Le 29 octobre 2005

L'assassin du boulevard Montparnasse

On devrait inscrire au Code Pénal la notion de délit urbanistique ou de meurtre par architecture ayant entraîné la mort d'une ville. Malraux, qui institua le ravalement décennal des immeubles de Paris et sauva le Marais, donnerait son nom à cette cour de justice, le Tribunal Malraux.   Il est trop tard pour y traduire le baron Haussmann, qui s'en tirerait avec une bonne défense, ni Pompidou, le fossoyeur des Halles, ni quelques seconds couteaux du béton, certes. Mais l'actuel maire de Paris, au train où il va, pourrait figurer au banc des accusés.

Son délit le plus flagrant serait sans doute l'assassinat du boulevard Montparnasse. Chacun peut constater le décès de la victime à cette adresse, et voir sur place les coups qui l'ont frappée, les instruments du crime : de lourds terre-pleins de pierre qui ont étranglé la circulation et asphyxié tout   le quartier. Personne ne comprendra la logique délirante de ce geste perpétré sous sa responsabilité. De la place du 18 juin jusqu'à Port-Royal, les piétons et les riverains se posent la question : en quoi serait-il plus facile (notamment aux personnes âgées ou accompagnées d'enfants, aux handicapés) de prendre le bus au milieu du boulevard que d'y monter par le trottoir ? Il y a eu déjà des blessés. Plus loin, de Port-Royal à Saint-Marcel, le capricieux architecte a compliqué son piège : d'un côté, deux voies pour les bus, de l'autre, deux pour les voitures, soit quatre   voies en sens contraires. Seul un cascadeur peut traverser, il faut alerter les touristes de ce traquenard. Si l'une de ces dispositifs aberrants était meilleur que l'autre, pourquoi ne pas l'avoir appliqué d'un bout à l'autre ? Les deux sont idiots, hélas, alors on a tronçonné, moitié-moitié. Quel autre labyrinthe sadique nous prépare-t-on de Saint-Marcel à Austerlitz ?   Les commerces et les restaurants en souffrent autant que les piétons. On contourne le quartier devenu dangereux, pire, enlaidi. Les transports en commun ni les taxis n'en roulent pas mieux, ne sont pas moins chers. On s'embouteille, on s'égare, on respire mal et nos édiles triomphent : « Voyez cette pollution ? Trop de voitures... » Paris est devenu vert, non pas vert écologique, mais vert comme les barrières de plastique derrière lesquelles des machines restent à l'arrêt pendant des mois, devant des trous.

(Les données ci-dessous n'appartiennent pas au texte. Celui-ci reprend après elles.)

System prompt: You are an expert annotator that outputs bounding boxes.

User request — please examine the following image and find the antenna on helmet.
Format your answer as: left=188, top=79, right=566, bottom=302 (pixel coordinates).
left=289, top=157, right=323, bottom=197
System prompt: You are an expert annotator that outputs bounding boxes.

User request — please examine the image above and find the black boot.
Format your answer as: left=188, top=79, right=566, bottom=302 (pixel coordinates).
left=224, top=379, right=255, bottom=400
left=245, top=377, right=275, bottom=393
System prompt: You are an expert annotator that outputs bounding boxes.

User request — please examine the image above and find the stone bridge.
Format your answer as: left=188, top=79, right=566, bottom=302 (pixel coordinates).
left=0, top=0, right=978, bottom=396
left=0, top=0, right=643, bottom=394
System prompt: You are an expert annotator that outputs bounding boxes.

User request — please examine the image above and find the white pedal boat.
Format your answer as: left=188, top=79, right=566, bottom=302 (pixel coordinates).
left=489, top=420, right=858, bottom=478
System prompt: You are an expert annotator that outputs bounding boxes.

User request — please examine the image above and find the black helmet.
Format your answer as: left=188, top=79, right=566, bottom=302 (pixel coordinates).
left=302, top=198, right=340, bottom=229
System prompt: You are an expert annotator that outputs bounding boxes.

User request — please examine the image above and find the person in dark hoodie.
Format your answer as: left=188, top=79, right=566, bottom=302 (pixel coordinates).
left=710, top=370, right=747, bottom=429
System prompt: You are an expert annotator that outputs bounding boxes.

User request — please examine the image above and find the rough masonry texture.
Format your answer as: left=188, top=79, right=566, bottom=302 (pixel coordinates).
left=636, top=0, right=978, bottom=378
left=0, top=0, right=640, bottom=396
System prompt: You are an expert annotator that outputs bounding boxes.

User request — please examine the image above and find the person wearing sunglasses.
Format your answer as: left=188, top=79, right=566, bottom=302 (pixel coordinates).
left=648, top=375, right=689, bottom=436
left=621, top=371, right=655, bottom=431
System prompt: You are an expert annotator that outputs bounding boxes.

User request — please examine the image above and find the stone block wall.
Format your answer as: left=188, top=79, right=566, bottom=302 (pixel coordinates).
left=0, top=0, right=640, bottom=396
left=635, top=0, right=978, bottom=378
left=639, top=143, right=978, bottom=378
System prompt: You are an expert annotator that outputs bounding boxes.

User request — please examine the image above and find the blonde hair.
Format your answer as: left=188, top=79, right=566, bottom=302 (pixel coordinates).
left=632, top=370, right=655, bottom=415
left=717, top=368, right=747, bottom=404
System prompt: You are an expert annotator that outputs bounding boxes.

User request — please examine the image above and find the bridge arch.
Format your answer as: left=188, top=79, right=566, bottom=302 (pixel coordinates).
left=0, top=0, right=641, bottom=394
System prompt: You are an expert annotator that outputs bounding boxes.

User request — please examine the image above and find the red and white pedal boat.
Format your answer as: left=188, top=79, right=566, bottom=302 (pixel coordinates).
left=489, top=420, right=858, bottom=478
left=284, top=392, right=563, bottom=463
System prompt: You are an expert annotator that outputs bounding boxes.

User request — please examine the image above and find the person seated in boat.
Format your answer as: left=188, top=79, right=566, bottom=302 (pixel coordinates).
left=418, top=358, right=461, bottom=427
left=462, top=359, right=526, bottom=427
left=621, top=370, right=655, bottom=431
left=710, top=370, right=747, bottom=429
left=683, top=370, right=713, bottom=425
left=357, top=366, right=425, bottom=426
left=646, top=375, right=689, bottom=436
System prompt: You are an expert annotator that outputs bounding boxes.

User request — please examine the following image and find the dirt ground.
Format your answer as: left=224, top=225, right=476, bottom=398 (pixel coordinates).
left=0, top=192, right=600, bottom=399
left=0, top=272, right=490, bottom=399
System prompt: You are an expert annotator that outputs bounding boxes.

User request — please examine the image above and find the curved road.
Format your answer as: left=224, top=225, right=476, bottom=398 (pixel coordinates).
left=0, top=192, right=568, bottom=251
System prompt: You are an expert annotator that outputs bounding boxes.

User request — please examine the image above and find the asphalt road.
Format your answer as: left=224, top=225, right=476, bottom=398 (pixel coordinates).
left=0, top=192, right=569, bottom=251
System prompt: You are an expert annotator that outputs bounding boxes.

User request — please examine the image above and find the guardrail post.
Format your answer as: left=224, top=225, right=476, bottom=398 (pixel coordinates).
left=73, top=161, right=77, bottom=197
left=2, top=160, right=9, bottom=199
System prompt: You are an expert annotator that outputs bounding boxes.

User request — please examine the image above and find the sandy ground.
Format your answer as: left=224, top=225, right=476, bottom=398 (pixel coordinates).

Croisement de deux bus de la ligne Mobilien 91 sur la voie située au milieu de la chaussée boulevard du Montparnasse

Combien cela a-t-il coûté ? Combien il en coûtera pour effacer les folies Delanoé ? Sans parler des millions d'euros engloutis pour transformer les Champs-Elysées en parc d'attractions pendant quelques heures, quand Paris faisait campagne pour les J.O. avec le succès que l'on a vu. On sait d'où vient l'argent, c'est le nôtre. Mais où va la petite monnaie ? C'est si peu pour chaque citoyen, il est vrai, et ça représente tellement pour quelques-uns.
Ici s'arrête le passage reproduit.